View Outputs in BigQuery

When your data engineering pipelines ends up loading a BigQuery table, it is quite usual to want to run a few SELECT statements in the database SQL editor to check the data’s behavior. In Dataprep, as soon as the data are loaded into BigQuery, you can open the BigQuery editor directly in the Google Cloud Console. This is another nice feature that makes data engineers’ and data analysts’ lives and project delivery simpler thanks to fewer clicks.

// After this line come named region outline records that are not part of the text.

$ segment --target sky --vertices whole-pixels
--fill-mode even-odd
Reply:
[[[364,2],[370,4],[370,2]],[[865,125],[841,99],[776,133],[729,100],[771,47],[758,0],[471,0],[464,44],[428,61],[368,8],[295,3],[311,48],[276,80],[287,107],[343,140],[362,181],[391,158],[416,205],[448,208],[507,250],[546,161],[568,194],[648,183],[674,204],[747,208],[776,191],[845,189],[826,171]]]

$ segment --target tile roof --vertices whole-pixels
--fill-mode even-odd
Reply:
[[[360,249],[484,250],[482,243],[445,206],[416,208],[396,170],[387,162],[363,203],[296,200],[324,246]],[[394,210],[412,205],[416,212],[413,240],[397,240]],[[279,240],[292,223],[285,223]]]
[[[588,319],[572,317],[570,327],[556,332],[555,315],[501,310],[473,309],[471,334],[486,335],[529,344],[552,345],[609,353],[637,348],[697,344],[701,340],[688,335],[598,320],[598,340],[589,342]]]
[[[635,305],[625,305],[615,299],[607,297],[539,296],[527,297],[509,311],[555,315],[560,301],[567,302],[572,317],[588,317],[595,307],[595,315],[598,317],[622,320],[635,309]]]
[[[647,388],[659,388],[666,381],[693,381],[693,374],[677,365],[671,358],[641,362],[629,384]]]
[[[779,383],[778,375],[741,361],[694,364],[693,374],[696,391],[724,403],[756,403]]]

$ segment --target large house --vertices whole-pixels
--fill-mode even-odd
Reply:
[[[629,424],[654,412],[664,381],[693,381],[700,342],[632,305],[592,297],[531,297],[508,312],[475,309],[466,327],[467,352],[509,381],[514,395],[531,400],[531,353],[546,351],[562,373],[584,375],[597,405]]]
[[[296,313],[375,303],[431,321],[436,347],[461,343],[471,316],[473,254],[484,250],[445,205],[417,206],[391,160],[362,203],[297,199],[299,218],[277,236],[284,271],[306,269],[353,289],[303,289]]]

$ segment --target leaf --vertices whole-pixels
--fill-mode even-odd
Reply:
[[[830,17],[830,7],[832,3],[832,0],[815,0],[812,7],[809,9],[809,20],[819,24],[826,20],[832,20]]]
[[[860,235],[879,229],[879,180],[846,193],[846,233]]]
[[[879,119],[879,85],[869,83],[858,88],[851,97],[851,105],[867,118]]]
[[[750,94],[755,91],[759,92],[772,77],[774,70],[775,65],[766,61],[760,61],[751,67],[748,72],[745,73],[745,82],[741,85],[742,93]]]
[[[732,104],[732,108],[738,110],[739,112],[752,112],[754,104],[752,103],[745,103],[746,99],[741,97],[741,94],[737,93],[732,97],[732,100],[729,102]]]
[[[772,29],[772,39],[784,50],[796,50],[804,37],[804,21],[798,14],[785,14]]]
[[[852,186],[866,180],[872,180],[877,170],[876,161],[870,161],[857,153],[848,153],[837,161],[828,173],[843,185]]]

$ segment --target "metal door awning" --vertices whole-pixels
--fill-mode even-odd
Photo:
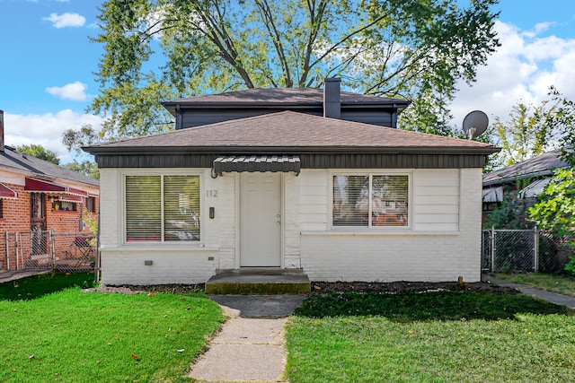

Refreshing the Data Warehouse with Upsert

A leading principle of analytics, whether a data lake, data warehouse, or data mart, is keeping historical data and not altering the raw data so that an analysis can be performed at any point in time. However, keeping all that data can generate some noise, so data are often versioned or tagged as part of a particular batch that is easier to identify in a particular time window. There is also the technique known as a slowly changing dimension. A very convenient way to implement such a behavior is to insert a new row if the data do not exist in the table; otherwise, the existing row is updated. This is also known as upsert, and this is managed in Dataprep in the BigQuery output configuration screen. You have to define the columns to match the preexisting data in the table and then define the columns that need to be updated.

 

Addition of BigQuery Datatypes: Arrays

Dataprep extends array support in BigQuery by accounting for heterogeneous elements in arrays. Typically, arrays are of a fixed type (e.g., strings[.1] ). However, some arrays may contain a mix of data types and can also embed json structures. Through leveraging the advanced wrangling functions available in Dataprep for processing arrays and objects, it is possible for users to operate on such heterogeneous array formats and extract the needed elements from these arrays by indexing and parsing methods.

Looking Ahead

In the near future, Trifacta will introduce further enhancements to support any external table as a source for the pushdown. This will help expand pushdown use cases to Spanner, Cloud SQL, Cloud Bigtable, and other external sources supported by BigQuery.

Soon, end-to-end automation of more complex ELT flows will be possible, enabling selective pushdown to the BigQuery engine to be carried out automatically by the optimizer. For example, if source data originate from another cloud or on-premise storage device, then the extraction (E) will be done from outside of BigQuery, the raw data will be moved to Google Cloud Storage, and all transformations from there will be pushed into BigQuery as SQL statements. 

Trifacta will also support customer extensions for pushdown, including custom SQL, BigQuery SQL end-points and JavaScript UDFs.

In addition, data sampling will be carried out directly on BigQuery to take advantage of the scalable engine. If BigQuery is your data warehouse of choice, then Dataprep by Trifacta should be your primary go-to place to build your data pipelines and generate your SQL code.

If you haven’t yet tried all this BigQuery goodness, now is the time to give it a try!